Drowning in contradictions


Assuming that the government succeeds this weekend in closing the first chapter of the Greek crisis – which began with many bad omens and a harsh bailout deal back in April 2010 and will possibly close with a third, equally harsh and inevitable cash-for-reforms agreement – what is it that we will remember most clearly in the future?

Will it be SYRIZA’s policy of constantly slamming the previous coalition government under Antonis Samaras and Evangelos Venizelos, or of it voting against every effort at structural reform, or perhaps the assaults on inspectors from the Financial Crimes Squad (SDOE) trying to do their jobs on the country’s islands by SYRIZA officials and members?

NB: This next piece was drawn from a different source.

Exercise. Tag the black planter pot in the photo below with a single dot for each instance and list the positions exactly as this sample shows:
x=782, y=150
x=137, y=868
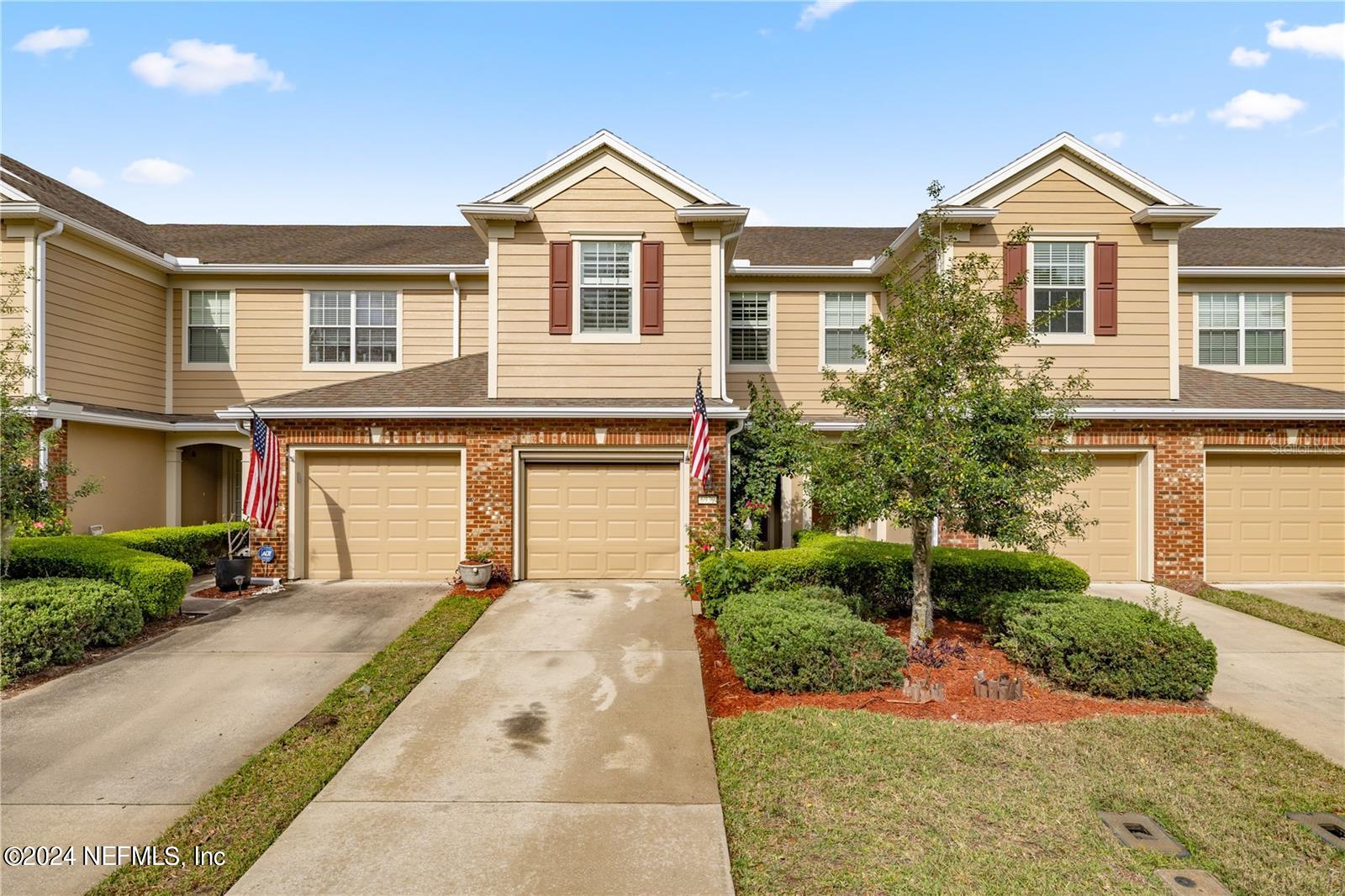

In his pre-election speech at a party congress in early January this year, Prime Minister Alexis Tsipras had accused the government at the time of making unpopular promises to Greece’s creditors, such as hikes in value-added tax rates on medicine, food and utilities and the abolition of special benefits for low-income pensioners as of 2015. He accused then-Prime Minister Samaras of stirring fear in the people, of resurrecting the specter of a Grexit and of bringing Greece closer to bankruptcy. He accused the previous administration of lying. We are not going back to the past (which though just six months ago seems like years) in order to vindicate the previous government or to dismiss this one. Either way, SYRIZA is simply a continuation of the same bankrupt political system.

What makes the SYRIZA-Independent Greeks coalition stand out from its predecessors is that it is drowning in its own contradictions. It needs to manipulate memories that are still extremely fresh, something that is making the final hours of the ongoing negotiations extremely unpredictable as all the scenarios simply differ in the magnitude of the disaster they foresee. This is why what we see on the faces of government officials is a look of confusion and panic, and what we sense is an environment that is potentially dangerous even to the most well-established democracy.

Symptoms of intolerance with anyone expressing a different opinion, particularly when it comes from the media, and high-minded interventions with undertones of legal threats, suggest a kind of totalitarianism that uses demagogic rhetoric and old-school (yet effective, as it turns out) propaganda mechanisms. The only thing containing all the craziness is the European institutions and we can only hope that they will continue to do so.